Sato A, Imaizumi M, Noro T, Ichinohasama R, Saito T, Yoshinari M, Suwabe N, Suzuki H, Koizumi Y, Cui Y
Department of Pediatrics, Tohoku University School of Medicine, Sendai, Japan.
Leuk Res. 1995 Nov;19(11):811-5. doi: 10.1016/0145-2126(95)00065-8.

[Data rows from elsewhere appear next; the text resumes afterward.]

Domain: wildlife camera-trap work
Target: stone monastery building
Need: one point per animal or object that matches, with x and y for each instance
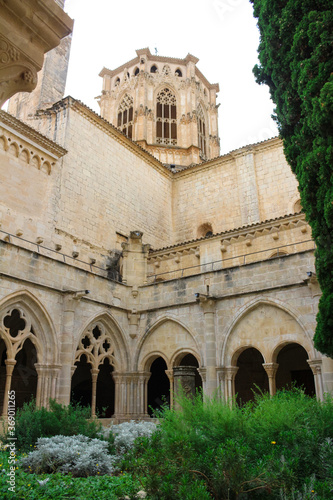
(131, 251)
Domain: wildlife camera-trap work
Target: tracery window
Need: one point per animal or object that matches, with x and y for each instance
(125, 116)
(19, 347)
(202, 139)
(94, 361)
(166, 117)
(166, 71)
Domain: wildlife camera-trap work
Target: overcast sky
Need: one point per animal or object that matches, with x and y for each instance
(221, 33)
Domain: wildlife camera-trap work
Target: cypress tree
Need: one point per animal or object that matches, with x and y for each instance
(296, 62)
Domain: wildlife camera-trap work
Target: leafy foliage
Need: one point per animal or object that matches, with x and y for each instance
(296, 62)
(29, 486)
(123, 435)
(32, 423)
(278, 447)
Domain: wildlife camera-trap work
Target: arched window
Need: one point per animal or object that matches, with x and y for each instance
(205, 230)
(201, 132)
(166, 70)
(166, 117)
(125, 116)
(92, 382)
(297, 206)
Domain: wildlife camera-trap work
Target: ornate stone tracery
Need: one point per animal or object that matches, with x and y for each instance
(202, 138)
(166, 117)
(95, 347)
(125, 116)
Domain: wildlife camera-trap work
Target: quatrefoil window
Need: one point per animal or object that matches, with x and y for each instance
(14, 323)
(166, 117)
(96, 332)
(86, 342)
(106, 346)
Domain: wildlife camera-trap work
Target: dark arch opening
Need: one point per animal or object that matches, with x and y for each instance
(205, 230)
(82, 383)
(190, 360)
(24, 379)
(158, 386)
(294, 370)
(3, 357)
(251, 377)
(105, 390)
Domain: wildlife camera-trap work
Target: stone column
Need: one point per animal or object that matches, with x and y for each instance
(208, 305)
(271, 369)
(10, 363)
(230, 374)
(316, 367)
(130, 394)
(171, 380)
(203, 372)
(94, 376)
(222, 382)
(66, 353)
(184, 382)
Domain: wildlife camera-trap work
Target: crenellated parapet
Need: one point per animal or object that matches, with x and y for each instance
(169, 104)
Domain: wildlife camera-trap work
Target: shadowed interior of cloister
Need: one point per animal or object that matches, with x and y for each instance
(294, 370)
(159, 381)
(251, 377)
(290, 370)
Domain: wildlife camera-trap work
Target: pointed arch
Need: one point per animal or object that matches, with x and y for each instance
(110, 331)
(162, 334)
(3, 143)
(43, 334)
(125, 115)
(166, 116)
(166, 71)
(202, 131)
(237, 338)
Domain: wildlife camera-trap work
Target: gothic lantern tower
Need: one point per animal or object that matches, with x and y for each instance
(164, 104)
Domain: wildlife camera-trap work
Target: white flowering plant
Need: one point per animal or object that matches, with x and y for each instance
(78, 455)
(123, 435)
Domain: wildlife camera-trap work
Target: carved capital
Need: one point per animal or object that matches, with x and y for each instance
(28, 30)
(270, 369)
(315, 365)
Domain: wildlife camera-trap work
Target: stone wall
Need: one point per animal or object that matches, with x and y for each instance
(247, 186)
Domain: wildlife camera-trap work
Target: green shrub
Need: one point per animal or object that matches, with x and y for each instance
(77, 455)
(278, 447)
(32, 423)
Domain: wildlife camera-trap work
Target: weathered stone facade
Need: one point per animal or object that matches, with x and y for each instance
(116, 269)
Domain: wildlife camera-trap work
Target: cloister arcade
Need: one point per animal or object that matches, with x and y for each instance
(258, 353)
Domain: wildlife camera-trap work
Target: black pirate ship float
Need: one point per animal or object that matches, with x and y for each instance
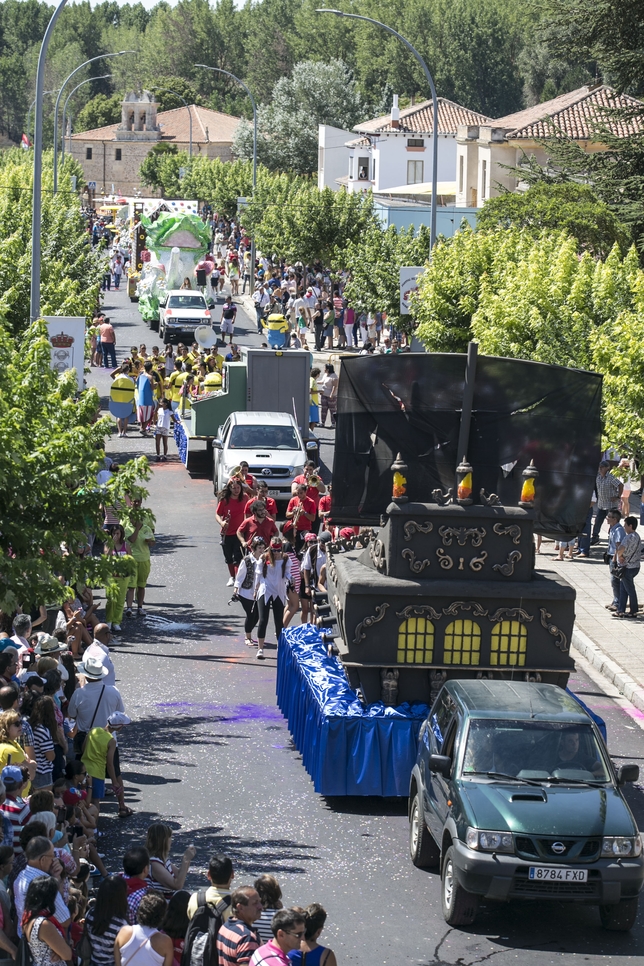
(451, 465)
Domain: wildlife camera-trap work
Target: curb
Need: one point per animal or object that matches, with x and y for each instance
(610, 669)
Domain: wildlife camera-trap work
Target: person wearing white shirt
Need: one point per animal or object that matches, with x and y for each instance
(273, 578)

Phenotypic characteristics of blasts were studied in a Down's infant with transient abnormal myelopoiesis (TAM). Two major subpopulations were identified: (1) CD33+CD42b+ cells with platelet peroxidase activity, the commitment of which to megakaryocytic lineage was supported by an increased expression of GATA-1 mRNA; (2) CD33+CD34+CD7+CD4+ cells with immature ultrastructure, which could be either immature megakaryocytic or myeloid cells with aberrant differentiation. Mixed colonies containing megakaryocytes and monocyte/macrophages in the peripheral blood suggested the presence of progenitors common to these subpopulations. These results may indicate that subpopulations of blasts with phenotypic diversity could be derived from aberrant common progenitors to megakaryocytic and myeloid lineages in this patient.

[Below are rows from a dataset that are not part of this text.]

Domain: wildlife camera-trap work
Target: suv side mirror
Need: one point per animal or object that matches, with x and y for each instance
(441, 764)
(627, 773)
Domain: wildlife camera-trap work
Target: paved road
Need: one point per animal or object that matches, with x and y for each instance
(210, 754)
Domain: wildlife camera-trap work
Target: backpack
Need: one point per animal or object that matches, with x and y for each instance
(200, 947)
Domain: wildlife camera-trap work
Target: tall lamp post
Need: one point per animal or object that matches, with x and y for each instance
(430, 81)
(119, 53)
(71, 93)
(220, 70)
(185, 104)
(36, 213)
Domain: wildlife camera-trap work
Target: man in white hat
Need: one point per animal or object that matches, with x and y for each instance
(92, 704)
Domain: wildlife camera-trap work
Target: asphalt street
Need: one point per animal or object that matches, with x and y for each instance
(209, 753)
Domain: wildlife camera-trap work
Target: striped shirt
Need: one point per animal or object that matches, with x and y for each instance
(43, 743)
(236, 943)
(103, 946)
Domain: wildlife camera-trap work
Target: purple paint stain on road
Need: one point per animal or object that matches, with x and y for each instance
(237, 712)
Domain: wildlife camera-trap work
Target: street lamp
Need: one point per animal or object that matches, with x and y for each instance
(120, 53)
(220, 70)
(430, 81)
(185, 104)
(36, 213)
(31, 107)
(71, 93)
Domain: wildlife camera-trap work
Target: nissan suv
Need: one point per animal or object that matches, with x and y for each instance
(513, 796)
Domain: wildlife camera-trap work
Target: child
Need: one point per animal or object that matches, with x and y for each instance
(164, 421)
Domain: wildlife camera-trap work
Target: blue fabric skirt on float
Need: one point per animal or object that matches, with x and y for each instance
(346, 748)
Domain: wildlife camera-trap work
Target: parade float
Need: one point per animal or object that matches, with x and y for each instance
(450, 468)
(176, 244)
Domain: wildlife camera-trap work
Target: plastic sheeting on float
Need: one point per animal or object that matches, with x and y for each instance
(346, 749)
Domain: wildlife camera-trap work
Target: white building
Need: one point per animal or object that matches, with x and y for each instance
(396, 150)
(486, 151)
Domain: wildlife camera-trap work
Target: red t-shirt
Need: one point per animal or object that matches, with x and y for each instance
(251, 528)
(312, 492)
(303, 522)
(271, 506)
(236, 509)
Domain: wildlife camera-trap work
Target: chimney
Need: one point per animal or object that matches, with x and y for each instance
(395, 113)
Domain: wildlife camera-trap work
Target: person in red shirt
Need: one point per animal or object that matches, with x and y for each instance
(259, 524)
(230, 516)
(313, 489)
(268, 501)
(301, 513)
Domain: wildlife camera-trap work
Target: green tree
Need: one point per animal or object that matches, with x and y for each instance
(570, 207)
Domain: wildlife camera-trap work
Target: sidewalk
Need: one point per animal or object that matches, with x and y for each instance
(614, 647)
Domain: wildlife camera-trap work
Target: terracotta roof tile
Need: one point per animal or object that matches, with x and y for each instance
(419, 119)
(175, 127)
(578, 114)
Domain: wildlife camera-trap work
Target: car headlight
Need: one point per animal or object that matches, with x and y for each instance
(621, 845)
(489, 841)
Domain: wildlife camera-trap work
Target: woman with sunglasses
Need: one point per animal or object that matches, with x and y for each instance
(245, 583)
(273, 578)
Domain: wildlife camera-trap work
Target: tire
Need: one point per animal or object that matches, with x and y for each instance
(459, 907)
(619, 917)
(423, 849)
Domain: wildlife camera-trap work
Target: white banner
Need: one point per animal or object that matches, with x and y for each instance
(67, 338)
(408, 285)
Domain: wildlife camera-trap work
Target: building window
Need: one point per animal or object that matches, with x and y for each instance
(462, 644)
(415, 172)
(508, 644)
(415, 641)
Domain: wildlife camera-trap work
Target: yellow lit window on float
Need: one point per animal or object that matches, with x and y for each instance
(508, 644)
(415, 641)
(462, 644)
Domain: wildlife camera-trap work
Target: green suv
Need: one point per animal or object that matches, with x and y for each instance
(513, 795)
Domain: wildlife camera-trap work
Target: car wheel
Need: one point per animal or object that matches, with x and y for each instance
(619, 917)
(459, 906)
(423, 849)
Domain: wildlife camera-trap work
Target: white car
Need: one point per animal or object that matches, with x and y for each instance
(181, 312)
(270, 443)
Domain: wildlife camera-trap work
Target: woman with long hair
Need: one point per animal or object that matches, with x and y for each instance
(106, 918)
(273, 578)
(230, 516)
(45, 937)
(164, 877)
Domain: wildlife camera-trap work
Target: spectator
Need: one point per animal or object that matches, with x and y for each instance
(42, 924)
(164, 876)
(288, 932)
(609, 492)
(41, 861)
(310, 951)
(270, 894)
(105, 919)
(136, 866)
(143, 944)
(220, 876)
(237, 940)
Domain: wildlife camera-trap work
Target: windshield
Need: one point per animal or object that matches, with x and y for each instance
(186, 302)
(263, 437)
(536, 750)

对一名患有暂时性异常髓系造血(TAM)的唐氏婴儿的原始细胞表型特征进行了研究。鉴定出两个主要亚群:(1)具有血小板过氧化物酶活性的CD33+CD42b+细胞,GATA-1 mRNA表达增加支持其向巨核细胞谱系的定向分化;(2)具有不成熟超微结构的CD33+CD34+CD7+CD4+细胞,其可能是不成熟的巨核细胞或分化异常的髓系细胞。外周血中含有巨核细胞和单核细胞/巨噬细胞的混合集落提示这些亚群存在共同祖细胞。这些结果可能表明,该患者中具有表型多样性的原始细胞亚群可能源自巨核细胞和髓系谱系异常的共同祖细胞。